Making Broth is Easy and Healthy

Making homemade chicken broth is easy. Most of the time is hands off while it simmers on the stove. The big reason to make it is taste and control of ingredients.  Homemade tastes much better than anything store bought. You control whether it’s a rich or light in flavor. You control the sodium level. That would be zero in homemade.

If you read the labels on most store brands, you will be shocked at the sodium content and other ingredients (like sugar). Not healthy.

Broth or Stock?

So is it broth or stock? These days the terms are used interchangeably. Traditionally, chicken broth is made with meaty chicken pieces and chicken stock is made from chicken bones.I also make broth from the frozen, saved carcasses of roasted chicken. The broth is not as clear, but it tastes great. Plus, it is thrifty.

What Kind of Chicken?

When making homemade stock I often use a whole, cut-up organic chicken. I’ll buy the two packs at the warehouse store because their prices are good on whole organic chickens or buy them on sale. I also use bone-in chicken thighs and legs.

Check with the butcher and ask if they have chicken bones or parts for sale. It will usually be backs and necks from chickens they have cut up. Some cooks even add chicken feet, which adds great body to the broth. They all work, as long as there are bones. Use what you can get at a good price.

Prepare the Chicken

To prepare your chicken, rinse and remove as much skin and any extra fat as possible. That means less skimming and fat at the end. If using a whole chicken, you’ll need to cut it up into pieces. Follow the photos. Use a sharp French or chef’s knife or a cleaver.
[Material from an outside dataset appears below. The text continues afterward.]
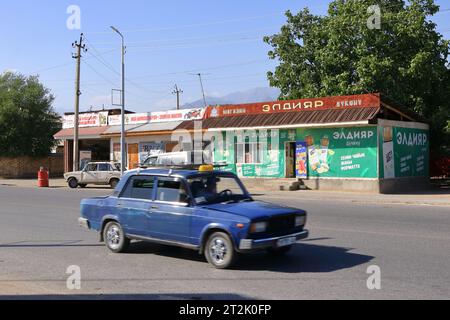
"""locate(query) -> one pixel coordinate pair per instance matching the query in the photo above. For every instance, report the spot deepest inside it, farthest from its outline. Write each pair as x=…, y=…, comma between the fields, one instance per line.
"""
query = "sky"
x=168, y=42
How to Cut Up a Whole Chicken

Start by freeing the leg-thigh major piece above the joint. Cut through the skin and cut above the joint. Bend the chicken in your hands to tell where it is. The joint will pop out. Remove the skin then cut this larger piece into the leg and thigh.

Next, cut off the wings, again above the joint. Next, cut off the breasts. Start by slicing through the center breast bone. Free the breasts from the body and cut them in half crosswise.

Lastly, cut what is left of the body in half crosswise. You will end up with twelve pieces. After cutting up raw poultry, immediately wash and sanitize your tools.

Why Bones?

Bones are important because they contain collagen protein. That’s what gives the broth body, flavor and richness. When you simmer your broth for at least 4-5 hours or longer  (I usually simmer mine for 8+ hours), the collagen breaks down and releases into the broth. When cooled, good broth will be wiggly like gelatin. That’s because of the collagen.

What is That Scum?

The brownish, foamy scum that appears when you first begin to simmer your broth is impurities being released. Skim if off and discard every few minutes until it’s gone. Skim, skim, for a good clear broth.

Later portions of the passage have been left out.